L’amnistie fiscale bientôt finie
« Une morsure dans la tête du chauve vaut mieux que rien». C’est bel et bien ce dicton marocain que l’État, à défaut de vraies réformes fiscales et budgétaires, essaie d’appliquer à la lettre. Mais c’est aussi là un événement devenu récurrent, avec une moyenne tous les dix ans. Car au lieu de s’attaquer aux racines du « mal budgétaire », nos chers gouvernants se contentent de purger les conséquences. Une solution nécessairement toujours provisoire. Mais un « provisoire durable » pour mieux qualifier les politiques budgétaires conduites et reconduites avec le souci principal, voire exclusif, de maintien des équilibres macroéconomiques.

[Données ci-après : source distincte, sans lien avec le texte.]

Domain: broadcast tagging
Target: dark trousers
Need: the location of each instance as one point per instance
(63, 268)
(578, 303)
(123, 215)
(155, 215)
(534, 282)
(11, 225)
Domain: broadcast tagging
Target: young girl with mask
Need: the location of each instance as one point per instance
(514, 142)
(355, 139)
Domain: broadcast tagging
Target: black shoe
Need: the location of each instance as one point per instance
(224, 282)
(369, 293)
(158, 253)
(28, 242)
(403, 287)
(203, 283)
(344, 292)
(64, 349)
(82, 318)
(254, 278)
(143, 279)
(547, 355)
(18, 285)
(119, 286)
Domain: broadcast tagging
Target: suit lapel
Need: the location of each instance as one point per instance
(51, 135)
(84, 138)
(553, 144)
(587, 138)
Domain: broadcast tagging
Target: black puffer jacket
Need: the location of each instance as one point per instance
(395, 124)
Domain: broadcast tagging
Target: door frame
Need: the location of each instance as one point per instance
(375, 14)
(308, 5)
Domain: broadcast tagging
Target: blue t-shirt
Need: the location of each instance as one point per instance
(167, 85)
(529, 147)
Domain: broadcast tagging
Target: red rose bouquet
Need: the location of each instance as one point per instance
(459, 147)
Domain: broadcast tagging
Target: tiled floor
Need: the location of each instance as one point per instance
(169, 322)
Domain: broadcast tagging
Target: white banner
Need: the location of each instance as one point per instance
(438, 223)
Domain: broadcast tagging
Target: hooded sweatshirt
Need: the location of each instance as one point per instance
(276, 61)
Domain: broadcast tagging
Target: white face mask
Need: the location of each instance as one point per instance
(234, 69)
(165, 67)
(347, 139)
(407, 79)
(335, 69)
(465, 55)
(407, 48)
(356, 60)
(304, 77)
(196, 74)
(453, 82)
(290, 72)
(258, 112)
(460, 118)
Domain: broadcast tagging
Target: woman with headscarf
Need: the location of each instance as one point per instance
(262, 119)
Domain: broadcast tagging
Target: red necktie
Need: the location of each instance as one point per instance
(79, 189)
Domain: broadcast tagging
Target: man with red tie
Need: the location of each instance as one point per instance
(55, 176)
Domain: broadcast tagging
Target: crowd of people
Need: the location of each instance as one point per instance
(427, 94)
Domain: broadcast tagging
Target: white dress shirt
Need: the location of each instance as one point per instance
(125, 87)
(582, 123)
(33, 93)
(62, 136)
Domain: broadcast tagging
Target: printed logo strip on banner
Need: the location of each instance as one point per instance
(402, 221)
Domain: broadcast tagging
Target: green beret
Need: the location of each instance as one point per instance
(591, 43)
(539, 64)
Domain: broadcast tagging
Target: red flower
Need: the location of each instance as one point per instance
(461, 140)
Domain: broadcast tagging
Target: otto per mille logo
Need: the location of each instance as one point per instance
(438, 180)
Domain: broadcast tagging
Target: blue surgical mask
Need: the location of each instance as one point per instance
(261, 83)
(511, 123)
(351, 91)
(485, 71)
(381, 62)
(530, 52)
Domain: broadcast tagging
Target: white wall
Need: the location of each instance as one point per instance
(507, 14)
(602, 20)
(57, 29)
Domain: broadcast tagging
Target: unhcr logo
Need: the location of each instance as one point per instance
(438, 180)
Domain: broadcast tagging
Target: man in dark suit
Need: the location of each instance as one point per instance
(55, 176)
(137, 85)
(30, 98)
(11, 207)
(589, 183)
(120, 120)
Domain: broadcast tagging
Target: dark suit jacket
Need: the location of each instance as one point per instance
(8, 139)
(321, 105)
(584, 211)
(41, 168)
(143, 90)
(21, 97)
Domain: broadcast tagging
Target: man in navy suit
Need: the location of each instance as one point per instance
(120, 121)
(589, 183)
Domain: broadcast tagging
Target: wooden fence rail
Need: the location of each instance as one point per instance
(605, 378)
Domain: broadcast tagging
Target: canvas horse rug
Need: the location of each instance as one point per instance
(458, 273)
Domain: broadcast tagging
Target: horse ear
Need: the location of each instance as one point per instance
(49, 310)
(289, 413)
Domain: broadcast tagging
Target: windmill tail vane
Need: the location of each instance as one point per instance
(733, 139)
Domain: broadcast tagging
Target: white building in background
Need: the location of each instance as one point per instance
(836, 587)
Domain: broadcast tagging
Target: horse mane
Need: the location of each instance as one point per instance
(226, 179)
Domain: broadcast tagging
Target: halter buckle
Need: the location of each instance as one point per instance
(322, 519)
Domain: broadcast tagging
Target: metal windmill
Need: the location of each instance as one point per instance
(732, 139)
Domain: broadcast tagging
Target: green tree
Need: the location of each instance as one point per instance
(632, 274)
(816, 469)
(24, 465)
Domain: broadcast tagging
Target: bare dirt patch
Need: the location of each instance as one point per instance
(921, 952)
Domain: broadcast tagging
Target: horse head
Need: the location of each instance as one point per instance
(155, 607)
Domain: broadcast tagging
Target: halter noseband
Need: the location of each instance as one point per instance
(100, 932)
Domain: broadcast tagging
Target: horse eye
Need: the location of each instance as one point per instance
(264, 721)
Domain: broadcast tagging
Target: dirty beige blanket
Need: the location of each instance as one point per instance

En effet, la mesure phare introduite dans la loi de finances de l’année 2018, au niveau de l’article 10, vise à encourager les contribuables à se libérer de leurs dettes, en leur accordant le bénéfice, soit de l’annulation totale des pénalités, amendes, majorations et frais de recouvrement afférents au principal des impôts, droits et taxes prévus par le Code Général des Impôts ou abrogés, mis en recouvrement avant le 1er janvier 2016 et restés impayés, au 31 décembre 2017, soit d’une réduction de 50% des amendes, pénalités, majorations et frais de recouvrement pour les redevables uniquement desdites amendes, pénalités, majorations et frais de recouvrement demeurés impayés, au 31 décembre 2017. Est-il question de « remettre les compteurs à zéro », et d’assainir la situation budgétaire de l’État, de contribuer à l’émergence de nouveaux rapports avec les contribuables et surtout d’un nouvel environnement favorable à une meilleure gouvernance budgétaire dans le cadre du processus entamé à travers la mise en œuvre de la nouvelle loi organique des finances ? Difficile de répondre négativement ou d’affirmer. En tout cas le constat est là. Les contribuables habitués à régler l’impôt dans les délais ne pourront ressentir qu’injustice. Aucune étude n’a été officiellement entamée pour essayer de comprendre les causes de cette situation des «restes à recouvrer » qui s’accumulent périodiquement, et éventuellement pouvoir accompagner l’opération d’amnistie par de vraies réformes permettant de mettre des gardes fous et d’éviter à l’avenir le retour d’une situation identique.
Est-ce un simple déficit d’ordre technique, au niveau de la gestion administrative du recouvrement fiscal ? Auquel cas, la réorganisation des administrations concernées, à travers notamment la dématérialisation et le renforcement qualitatif des ressources, pourrait y remédier. N’est-ce pas plutôt le dispositif légal et réglementaire régissant le recouvrement des créances publiques qui gagnerait à être profondément revu à la lumière des évolutions qu’a connues la réalité, ces dernières décennies ? Auquel cas, c’est au gouvernement et au Parlement de se pencher sur le texte régissant le recouvrement public et de revoir en particulier les dispositions devenues obsolescentes. Enfin, et c’est peut-être là que réside le hic, n’est-ce pas d’abord une question de volonté politique ? Car ce n’est plus un secret. Marocains et Marocaines savent très bien que derrière les grands montants des recettes à recouvrer, se cachent des potentats, parlementaires et ministres qui, tout simplement, ne se sentent pas concernés par l’impôt, quand ils ne s’accordent pas purement et légalement des exonérations. Une féodalité de fait.